Hello,
Thanks for the review, and I'm sorry about the late response.
----- Original Message -----
While I agree with the effort to try to standardize on metadata to
be collected with log messages, I can't say I like the Lumberjack
design, or this proposed usage in libvirt.
First it is not possible for libvirt to detect whether messages it
sends to syslog() are going to be processed by a syslog daemon which
actually understands the JSON format. This means we can't turn on
use of this JSON format automatically, without causing all existing
distros to get their logs filled with JSON data.
True, but that's an inevitable consequence of being compatible with the syslog
protocol.[1]
Yes, it does make the question of a default awkward. However, considering that journal
has been switched on by default, and MESSAGE= of everything sent to journal goes to
syslog, is there still a chance of enabling a syslog output by default at the same time?
Doing so would cause each message to appear in syslog twice on systems that have
journald.
I also don't like the use of JSON for this purpose in the first
place.
I'm afraid this is not really open to a change, however I'll try to
explain why I don't see JSON as a problem.
Application logging facilities really need to be simple, reliable,
and
safe to use in any context. For example in between a fork() and execve()
where POSIX requires only use of async signal safe functions. Now I know
that technically speaking syslog() itself is not async signal safe in
general, but the way libvirt uses it for logging makes it safe(ish) in
our case. We can not, however, imagine that JSON (or really any general
JSON library) is going to be async signal safe.
You can also view JSON syntax as a sequence of (fixed field identifier string, field value
with some characters escaped) pairs, which is pretty much the minimum standard for _any_
representation of data in a text format.
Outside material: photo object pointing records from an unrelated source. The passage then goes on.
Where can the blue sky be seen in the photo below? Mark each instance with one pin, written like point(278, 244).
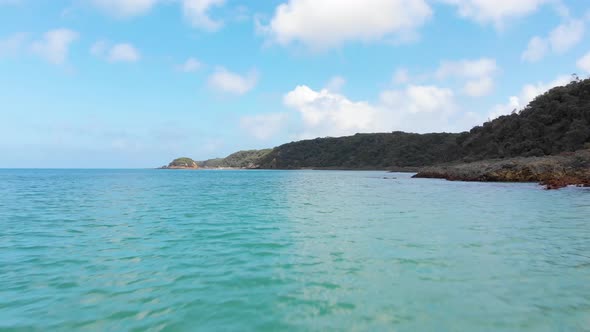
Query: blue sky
point(135, 83)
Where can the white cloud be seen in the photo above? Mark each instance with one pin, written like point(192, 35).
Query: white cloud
point(125, 8)
point(420, 99)
point(560, 40)
point(99, 48)
point(416, 108)
point(55, 44)
point(12, 45)
point(329, 23)
point(336, 83)
point(329, 114)
point(584, 63)
point(566, 35)
point(527, 94)
point(496, 11)
point(190, 65)
point(536, 49)
point(480, 87)
point(122, 52)
point(226, 81)
point(196, 12)
point(467, 68)
point(263, 126)
point(478, 73)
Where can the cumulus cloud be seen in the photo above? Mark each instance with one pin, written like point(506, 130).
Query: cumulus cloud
point(329, 23)
point(336, 83)
point(495, 11)
point(478, 73)
point(125, 8)
point(416, 108)
point(467, 68)
point(560, 40)
point(584, 63)
point(55, 45)
point(480, 87)
point(329, 114)
point(190, 65)
point(263, 126)
point(123, 52)
point(536, 49)
point(197, 13)
point(226, 81)
point(527, 94)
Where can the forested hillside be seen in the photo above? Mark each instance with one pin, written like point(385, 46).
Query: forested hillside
point(555, 122)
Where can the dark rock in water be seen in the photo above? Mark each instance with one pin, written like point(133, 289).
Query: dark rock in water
point(553, 172)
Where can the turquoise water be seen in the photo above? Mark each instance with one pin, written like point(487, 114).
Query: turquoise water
point(148, 250)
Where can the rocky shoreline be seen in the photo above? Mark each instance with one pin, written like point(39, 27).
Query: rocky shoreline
point(554, 172)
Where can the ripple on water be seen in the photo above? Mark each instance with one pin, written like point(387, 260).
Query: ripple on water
point(144, 250)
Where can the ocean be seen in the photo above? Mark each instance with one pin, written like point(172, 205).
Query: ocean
point(160, 250)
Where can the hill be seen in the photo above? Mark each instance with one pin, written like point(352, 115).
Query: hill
point(181, 163)
point(240, 159)
point(555, 122)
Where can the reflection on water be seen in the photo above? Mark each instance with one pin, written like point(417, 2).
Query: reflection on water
point(300, 250)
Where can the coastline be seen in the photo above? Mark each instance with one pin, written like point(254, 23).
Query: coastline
point(553, 172)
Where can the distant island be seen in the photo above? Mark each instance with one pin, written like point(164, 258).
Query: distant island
point(548, 142)
point(181, 163)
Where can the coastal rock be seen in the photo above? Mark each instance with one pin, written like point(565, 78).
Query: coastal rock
point(182, 163)
point(553, 172)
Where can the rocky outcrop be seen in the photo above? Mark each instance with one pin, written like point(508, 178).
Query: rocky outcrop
point(551, 171)
point(181, 163)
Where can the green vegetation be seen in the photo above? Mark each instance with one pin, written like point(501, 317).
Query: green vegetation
point(365, 151)
point(183, 162)
point(555, 122)
point(240, 159)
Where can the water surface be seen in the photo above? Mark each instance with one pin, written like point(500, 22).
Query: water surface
point(148, 250)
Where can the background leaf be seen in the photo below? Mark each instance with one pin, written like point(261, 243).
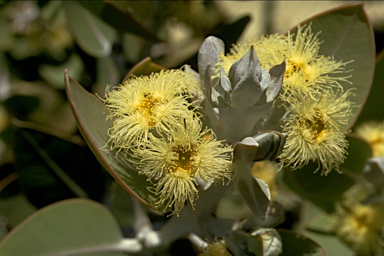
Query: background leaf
point(375, 97)
point(91, 116)
point(347, 35)
point(65, 227)
point(296, 244)
point(93, 35)
point(121, 21)
point(52, 168)
point(144, 68)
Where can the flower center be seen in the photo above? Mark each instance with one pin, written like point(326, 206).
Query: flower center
point(146, 108)
point(297, 65)
point(184, 163)
point(317, 126)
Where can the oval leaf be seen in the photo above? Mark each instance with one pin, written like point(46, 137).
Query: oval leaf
point(91, 117)
point(375, 97)
point(347, 35)
point(71, 227)
point(53, 168)
point(143, 68)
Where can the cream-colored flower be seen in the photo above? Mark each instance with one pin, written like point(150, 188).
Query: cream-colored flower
point(306, 69)
point(174, 163)
point(147, 104)
point(266, 170)
point(315, 130)
point(373, 132)
point(362, 227)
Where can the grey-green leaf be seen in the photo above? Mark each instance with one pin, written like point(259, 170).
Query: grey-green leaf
point(91, 114)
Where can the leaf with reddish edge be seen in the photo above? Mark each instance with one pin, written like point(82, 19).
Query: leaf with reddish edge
point(346, 34)
point(91, 117)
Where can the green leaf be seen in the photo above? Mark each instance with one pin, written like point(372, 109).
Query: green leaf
point(120, 21)
point(21, 105)
point(297, 244)
point(347, 35)
point(71, 227)
point(15, 209)
point(53, 168)
point(375, 97)
point(92, 35)
point(52, 74)
point(144, 68)
point(91, 117)
point(323, 191)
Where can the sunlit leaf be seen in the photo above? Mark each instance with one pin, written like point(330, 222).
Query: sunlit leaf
point(91, 116)
point(71, 227)
point(347, 34)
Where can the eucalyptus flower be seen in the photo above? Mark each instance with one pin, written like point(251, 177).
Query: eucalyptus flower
point(315, 130)
point(306, 70)
point(175, 163)
point(149, 104)
point(360, 225)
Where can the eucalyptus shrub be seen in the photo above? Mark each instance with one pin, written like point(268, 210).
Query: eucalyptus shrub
point(226, 153)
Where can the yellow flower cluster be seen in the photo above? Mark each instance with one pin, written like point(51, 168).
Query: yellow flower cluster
point(312, 93)
point(360, 225)
point(157, 129)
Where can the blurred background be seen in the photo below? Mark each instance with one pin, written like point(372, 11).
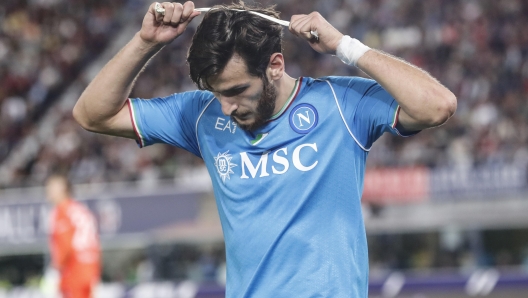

Choosing JSON was just simpler than trying to
committee-invent something new.[2]
The journal protocol has a similarly inconvenient case of handling \n - it's only not
as noticeable because there are fewer characters to escape, and \n is rarer.
Re: async-signal-safe use: Yes, using a JSON library is more convenient and generally
preferred to writing a yet another JSON encoder, and yes, a typical JSON library will not
be async-signal-safe. However, applications are not required to use all JSON facilities.
An application that wants to log a static string between fork() and execve() can just as
easily log a static JSON string.
If the multi-threaded application wanted to log something dynamic at that inconvenient
time, the application author would have to write string formatting code manually in any
case (sprintf() is also not async signal safe) - and I don't think JSON escaping is
really difficult. Sure, it is more difficult than no escaping, but there needs to be
_some_ escaping if we want to keep the existing syslog transport.
Regarding libvirt specifically, virLogVMessage is rather far from async-signal-safe (e.g.
virVasprintf(), virLogLock()), so this doesn't seem to be a concern for libvirt.
This patch series goes to great lengths to introduce a whole series
of
new JSON APIs in libvirt, to avoid memory allocation from the heap, but
this work is negated by the fact that the YAJL APIs used at the end all
allocate from the heap anyway.
The major problem here was not memory allocation itself (as noted above, other parts of
the log path allocate memory), but possible recursion through virReportOOMError() ->
virLogMessage() and deadlock on virLogMutex. Alocating data on the stack is primarily a
way to avoid OOM, not signal safety.
In retrospect, the virJSON* data structure is unnecessarily complex for the simple list of
key-type-value triples that libvirt actually needs for logging, making the code rather
more complex than necessary. I'll replace that, see the other reply.
Finally alot of the metadata items listed in the "standard
fields" doc
above would be better filled in by the server (from SCM_RIGHTS), than
the client, so that the server can prevent an application from lying
about its uid/gid/pid etc.
rsyslog does add these fields automatically, and the patch set does not add them manually.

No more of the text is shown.